Текст книги "За экраном"
Автор книги: Иосиф Маневич
Жанр: Кинематограф и театр, Искусство
Возрастные ограничения: +16
сообщить о неприемлемом содержимом
Текущая страница: 21 (всего у книги 22 страниц)
Ахматова
С живой Ахматовой я встретился лишь один раз. Это был 1941 год. Я шел по Шахантаурскому базару в Ташкенте. Неумолимо палило солнце. Базар кипел, толкался, рокотал разноязычной речью, растекался разноликой толпой, захватив соседние дворы и переходы. Шел торг. Но не веселый, здоровый и сытый, а упорный, смертельный, голодный. Базар был запружен эвакуированными. Продавались костюмы, ковры, валенки, шубы, зеркала, платки, вазы, снятые только что с плеча пиджаки и кофточки. Все продавалось за дары узбекской земли: овощи, фрукты, куски баранины, лепешки. Дымок от жарившегося на мангалах шашлыка ударял в нос и дурманил голодные головы. Шел торг. Дома ждали голодные дети.

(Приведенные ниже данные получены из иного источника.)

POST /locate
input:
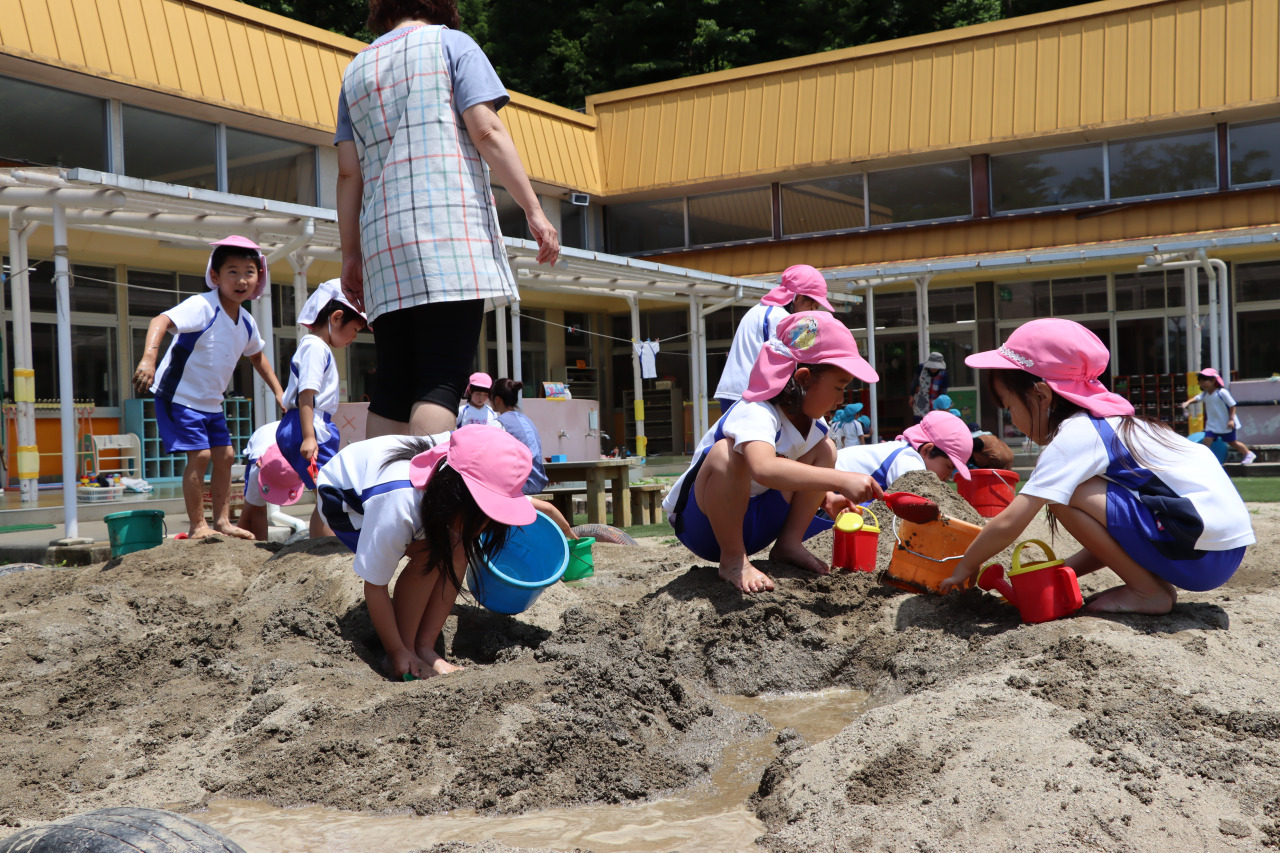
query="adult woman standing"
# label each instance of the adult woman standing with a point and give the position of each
(417, 123)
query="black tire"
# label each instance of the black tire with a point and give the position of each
(120, 830)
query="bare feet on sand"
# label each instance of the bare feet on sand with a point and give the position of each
(744, 575)
(1125, 600)
(800, 557)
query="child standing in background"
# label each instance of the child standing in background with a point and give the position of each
(1219, 413)
(211, 332)
(766, 468)
(1139, 498)
(475, 406)
(307, 436)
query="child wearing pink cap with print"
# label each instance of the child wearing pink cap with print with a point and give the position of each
(1142, 501)
(803, 288)
(430, 500)
(762, 473)
(1219, 413)
(211, 332)
(940, 443)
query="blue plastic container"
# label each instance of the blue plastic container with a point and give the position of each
(534, 559)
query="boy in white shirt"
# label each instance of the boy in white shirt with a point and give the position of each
(211, 332)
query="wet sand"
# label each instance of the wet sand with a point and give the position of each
(224, 670)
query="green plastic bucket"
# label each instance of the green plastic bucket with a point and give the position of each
(580, 562)
(135, 530)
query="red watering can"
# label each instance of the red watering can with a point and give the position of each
(1041, 591)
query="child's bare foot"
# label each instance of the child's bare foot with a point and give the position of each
(744, 575)
(229, 529)
(1125, 600)
(800, 557)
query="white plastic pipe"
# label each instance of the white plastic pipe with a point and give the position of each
(67, 401)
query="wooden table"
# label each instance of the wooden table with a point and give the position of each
(597, 473)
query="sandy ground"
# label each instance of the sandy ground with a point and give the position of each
(225, 669)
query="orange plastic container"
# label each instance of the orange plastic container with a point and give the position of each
(926, 553)
(988, 489)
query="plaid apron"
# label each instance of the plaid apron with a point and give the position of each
(428, 222)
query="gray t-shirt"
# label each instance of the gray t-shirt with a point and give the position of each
(474, 80)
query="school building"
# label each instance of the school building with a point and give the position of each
(1115, 163)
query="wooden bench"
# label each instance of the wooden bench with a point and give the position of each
(647, 502)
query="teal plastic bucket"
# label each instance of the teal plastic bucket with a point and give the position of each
(534, 559)
(580, 561)
(135, 530)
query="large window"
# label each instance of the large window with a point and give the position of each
(1255, 153)
(727, 217)
(50, 127)
(270, 168)
(919, 194)
(159, 146)
(827, 204)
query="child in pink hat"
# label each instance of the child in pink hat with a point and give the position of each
(211, 332)
(1219, 413)
(801, 288)
(762, 473)
(430, 500)
(475, 407)
(1142, 501)
(940, 443)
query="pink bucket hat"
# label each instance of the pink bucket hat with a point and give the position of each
(809, 337)
(493, 464)
(264, 272)
(800, 279)
(277, 479)
(1066, 356)
(947, 433)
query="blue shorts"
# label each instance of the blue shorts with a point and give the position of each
(1143, 538)
(288, 438)
(764, 518)
(190, 429)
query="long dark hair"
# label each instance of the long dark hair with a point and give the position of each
(449, 510)
(790, 400)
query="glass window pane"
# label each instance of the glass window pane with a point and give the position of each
(1159, 164)
(645, 226)
(918, 194)
(1079, 295)
(1255, 151)
(169, 147)
(951, 305)
(269, 168)
(1023, 300)
(725, 217)
(1046, 178)
(50, 127)
(1139, 291)
(830, 204)
(1257, 282)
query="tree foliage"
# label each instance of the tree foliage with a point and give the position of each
(563, 50)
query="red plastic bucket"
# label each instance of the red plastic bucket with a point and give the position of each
(988, 489)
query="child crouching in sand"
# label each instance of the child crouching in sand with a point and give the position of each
(762, 473)
(1143, 501)
(428, 498)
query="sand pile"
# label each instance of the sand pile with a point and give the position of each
(224, 669)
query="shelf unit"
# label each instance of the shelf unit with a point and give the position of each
(158, 466)
(1157, 395)
(584, 383)
(663, 420)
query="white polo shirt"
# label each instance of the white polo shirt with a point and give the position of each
(202, 356)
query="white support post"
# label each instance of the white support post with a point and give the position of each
(65, 392)
(636, 379)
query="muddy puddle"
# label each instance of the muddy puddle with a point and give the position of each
(711, 817)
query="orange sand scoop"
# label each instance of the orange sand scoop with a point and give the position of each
(926, 553)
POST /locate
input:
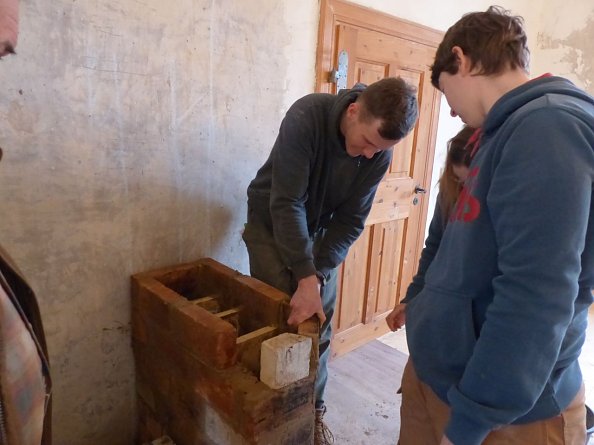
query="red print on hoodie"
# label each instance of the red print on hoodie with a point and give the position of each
(467, 207)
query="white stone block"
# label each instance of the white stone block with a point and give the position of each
(284, 359)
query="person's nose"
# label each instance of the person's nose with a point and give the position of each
(369, 152)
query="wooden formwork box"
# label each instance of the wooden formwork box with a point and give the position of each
(196, 335)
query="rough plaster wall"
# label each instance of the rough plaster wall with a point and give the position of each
(565, 42)
(130, 131)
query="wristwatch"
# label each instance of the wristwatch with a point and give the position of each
(321, 278)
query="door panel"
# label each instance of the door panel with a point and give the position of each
(381, 263)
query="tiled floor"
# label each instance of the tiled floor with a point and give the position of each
(397, 340)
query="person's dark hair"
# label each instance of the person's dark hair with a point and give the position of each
(394, 102)
(494, 41)
(449, 185)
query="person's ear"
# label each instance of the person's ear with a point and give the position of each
(464, 63)
(353, 109)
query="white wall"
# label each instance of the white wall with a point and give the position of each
(130, 131)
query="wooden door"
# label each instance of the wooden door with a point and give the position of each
(382, 262)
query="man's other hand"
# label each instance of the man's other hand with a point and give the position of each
(306, 301)
(397, 317)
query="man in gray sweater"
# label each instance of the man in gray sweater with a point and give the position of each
(309, 201)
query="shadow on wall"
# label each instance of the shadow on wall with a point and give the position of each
(78, 241)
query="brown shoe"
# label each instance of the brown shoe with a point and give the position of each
(322, 434)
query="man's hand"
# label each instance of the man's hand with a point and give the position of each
(397, 317)
(306, 301)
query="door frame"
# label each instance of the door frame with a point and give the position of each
(335, 12)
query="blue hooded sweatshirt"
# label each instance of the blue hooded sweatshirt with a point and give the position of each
(498, 327)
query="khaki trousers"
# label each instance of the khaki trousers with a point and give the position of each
(424, 416)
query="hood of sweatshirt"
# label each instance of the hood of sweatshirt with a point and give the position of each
(545, 88)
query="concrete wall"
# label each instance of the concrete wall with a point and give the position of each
(131, 130)
(565, 42)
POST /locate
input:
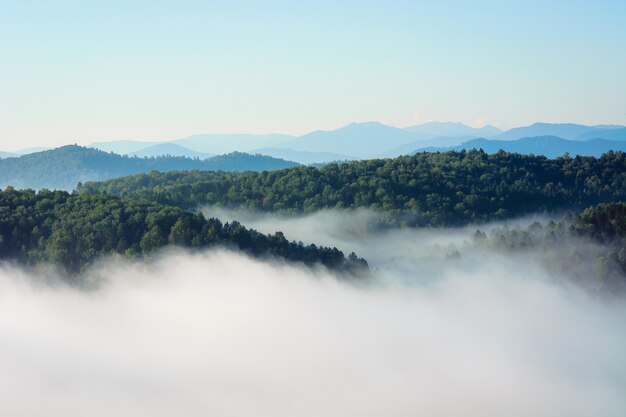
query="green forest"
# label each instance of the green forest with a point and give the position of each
(595, 237)
(427, 189)
(72, 231)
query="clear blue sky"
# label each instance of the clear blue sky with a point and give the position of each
(80, 71)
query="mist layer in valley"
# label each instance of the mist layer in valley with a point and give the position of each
(443, 327)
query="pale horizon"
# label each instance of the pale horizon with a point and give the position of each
(77, 72)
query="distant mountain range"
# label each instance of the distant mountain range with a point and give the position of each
(205, 143)
(562, 130)
(549, 146)
(169, 149)
(63, 168)
(367, 140)
(450, 129)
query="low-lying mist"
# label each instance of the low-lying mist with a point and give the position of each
(218, 333)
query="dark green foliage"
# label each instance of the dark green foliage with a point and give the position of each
(427, 189)
(73, 230)
(63, 168)
(596, 237)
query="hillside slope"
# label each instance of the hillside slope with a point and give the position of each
(63, 168)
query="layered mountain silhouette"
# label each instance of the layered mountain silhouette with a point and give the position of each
(376, 140)
(169, 149)
(549, 146)
(452, 129)
(63, 168)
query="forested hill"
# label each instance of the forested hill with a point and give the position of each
(564, 245)
(74, 230)
(63, 168)
(451, 188)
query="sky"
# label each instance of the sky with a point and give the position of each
(80, 71)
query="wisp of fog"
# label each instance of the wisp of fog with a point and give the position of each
(219, 333)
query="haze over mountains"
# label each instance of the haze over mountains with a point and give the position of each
(376, 140)
(63, 168)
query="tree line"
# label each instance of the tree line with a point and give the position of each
(595, 237)
(73, 230)
(426, 189)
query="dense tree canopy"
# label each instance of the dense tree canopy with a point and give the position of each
(596, 237)
(73, 230)
(451, 188)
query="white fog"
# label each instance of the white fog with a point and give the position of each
(219, 333)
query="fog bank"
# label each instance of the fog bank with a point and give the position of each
(218, 333)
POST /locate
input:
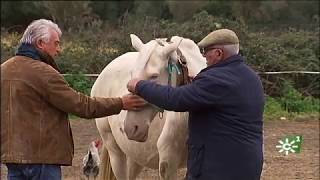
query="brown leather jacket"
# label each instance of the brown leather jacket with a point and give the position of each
(35, 102)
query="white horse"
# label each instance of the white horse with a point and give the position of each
(146, 138)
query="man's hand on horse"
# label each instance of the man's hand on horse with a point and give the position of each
(133, 102)
(132, 85)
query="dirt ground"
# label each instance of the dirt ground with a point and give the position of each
(277, 166)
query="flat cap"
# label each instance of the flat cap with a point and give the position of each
(219, 37)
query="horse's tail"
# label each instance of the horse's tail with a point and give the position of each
(105, 172)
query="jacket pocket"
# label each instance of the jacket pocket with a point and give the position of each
(195, 159)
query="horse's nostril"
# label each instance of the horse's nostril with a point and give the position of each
(135, 128)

В гудящей толпе я увидел знакомое лицо. Оно выделялось своей неуместностью. В нем соединялись черты Суворова и Вольтера. Человек, на которого я смотрел, что-то продал и, купив кучку овощей, размещал их в дамской кожаной сумочке. Это был мой учитель, профессор Владимир Михайлович Волькенштейн. Между прочим, сын известного петербургского адвоката, помощником присяжного поверенного у которого был записан В.И. Ленин.
Волькенштейн окончил Петербургский и Гейдельбергский университеты. Был автором нашумевшей до войны книги «Драматургия» и многих пьес, другом и литературным помощником Станиславского.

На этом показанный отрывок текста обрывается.